Of course, the Durian is a perfectly adapted species, and may outlast the cockroach. I have a backpack that contained a Chinatown-procured Durian for a couple of hours seven years ago, and which still reeks of a sick conflation of menses, hot-breaks-on-cement, and a three-week-old catbox. And this is just the discharge from the outer shell… I won’t tell you what it took to remove the last traces from the inner regions of oral cavities. The Durian was designed to kill and frankly, I don’t have any idea how the rest of us are still at it.
It is a prurient fruit, armed like an iron maiden. I am not a partisan of roguefort or other Bleugh Cheeses but it has been pointed out that the Noble durian is the Gorgonzola of the East. My only brush with eating it was a Durian cookie I consumed in Thailand. I was too polite to decline it, and yet even in this innocuous package I could taste notes of rotten onion and baby shit. Absoultely fresh it is meant to have a cascading effect on the tongue. But what I really want to know is, what possessed you to walk around with it in your rucksack for so long (a yucksack by the end) and did you know what you were getting into or did you find its forbidding face so enticing that, one way or another, you couldn’t refuse?
What possesses one to go near forbidden fruit? It was to impress a boy, of course?
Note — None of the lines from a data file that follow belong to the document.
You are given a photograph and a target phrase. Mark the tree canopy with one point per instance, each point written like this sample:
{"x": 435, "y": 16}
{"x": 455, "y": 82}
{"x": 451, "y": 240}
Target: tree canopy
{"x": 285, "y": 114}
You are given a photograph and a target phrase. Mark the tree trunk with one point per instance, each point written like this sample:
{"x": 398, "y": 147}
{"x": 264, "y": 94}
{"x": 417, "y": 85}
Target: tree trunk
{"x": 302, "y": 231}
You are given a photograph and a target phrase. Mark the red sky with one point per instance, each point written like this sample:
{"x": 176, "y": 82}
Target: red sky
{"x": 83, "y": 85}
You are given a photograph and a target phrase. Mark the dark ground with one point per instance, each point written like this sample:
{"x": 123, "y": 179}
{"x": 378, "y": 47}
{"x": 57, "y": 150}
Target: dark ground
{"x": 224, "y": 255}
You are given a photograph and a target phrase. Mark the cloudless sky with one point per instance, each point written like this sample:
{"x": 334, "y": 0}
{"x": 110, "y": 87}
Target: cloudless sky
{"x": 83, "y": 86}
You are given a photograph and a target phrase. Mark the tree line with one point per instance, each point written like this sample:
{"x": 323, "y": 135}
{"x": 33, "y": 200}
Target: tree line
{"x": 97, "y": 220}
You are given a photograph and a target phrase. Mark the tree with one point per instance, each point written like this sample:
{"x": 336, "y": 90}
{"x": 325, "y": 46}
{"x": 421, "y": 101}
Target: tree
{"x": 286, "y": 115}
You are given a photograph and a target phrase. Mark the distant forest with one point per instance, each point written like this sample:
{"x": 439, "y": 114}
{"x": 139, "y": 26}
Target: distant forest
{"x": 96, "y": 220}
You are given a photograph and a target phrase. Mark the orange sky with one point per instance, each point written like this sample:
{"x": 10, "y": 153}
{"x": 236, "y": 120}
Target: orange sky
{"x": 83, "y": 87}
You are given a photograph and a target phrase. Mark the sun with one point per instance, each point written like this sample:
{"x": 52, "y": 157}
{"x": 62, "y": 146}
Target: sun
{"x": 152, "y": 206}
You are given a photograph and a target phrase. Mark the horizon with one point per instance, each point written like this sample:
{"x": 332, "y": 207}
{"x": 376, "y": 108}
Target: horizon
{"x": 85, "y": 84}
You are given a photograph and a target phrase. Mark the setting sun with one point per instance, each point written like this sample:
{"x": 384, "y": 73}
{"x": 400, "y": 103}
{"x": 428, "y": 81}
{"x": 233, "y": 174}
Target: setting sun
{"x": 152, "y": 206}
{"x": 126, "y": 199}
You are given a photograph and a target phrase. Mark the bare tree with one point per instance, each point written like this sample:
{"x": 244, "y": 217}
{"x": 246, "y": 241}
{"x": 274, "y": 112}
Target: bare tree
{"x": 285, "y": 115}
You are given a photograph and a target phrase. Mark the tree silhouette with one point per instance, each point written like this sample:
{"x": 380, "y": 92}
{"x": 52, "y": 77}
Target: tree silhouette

We ate it after a birthday dinner of fish stew, as discordant a dessert as one could imagine. And yes, the onions, the baby shit, the menses, the brakes (with parapraxis as digestif, apparently) were all present, bookending its trek down the pipes. But for a split second right at the back of the palette, it all changed into a grandmotherly bosom into which the nose is buried in a springtime meadow, with custard and lilac and freshcut grass and other delicacies majestic. Just for a second. Then it went back to shite. But it worked… I mean, I got laid.
I suppose it was difficult to tell which end was up.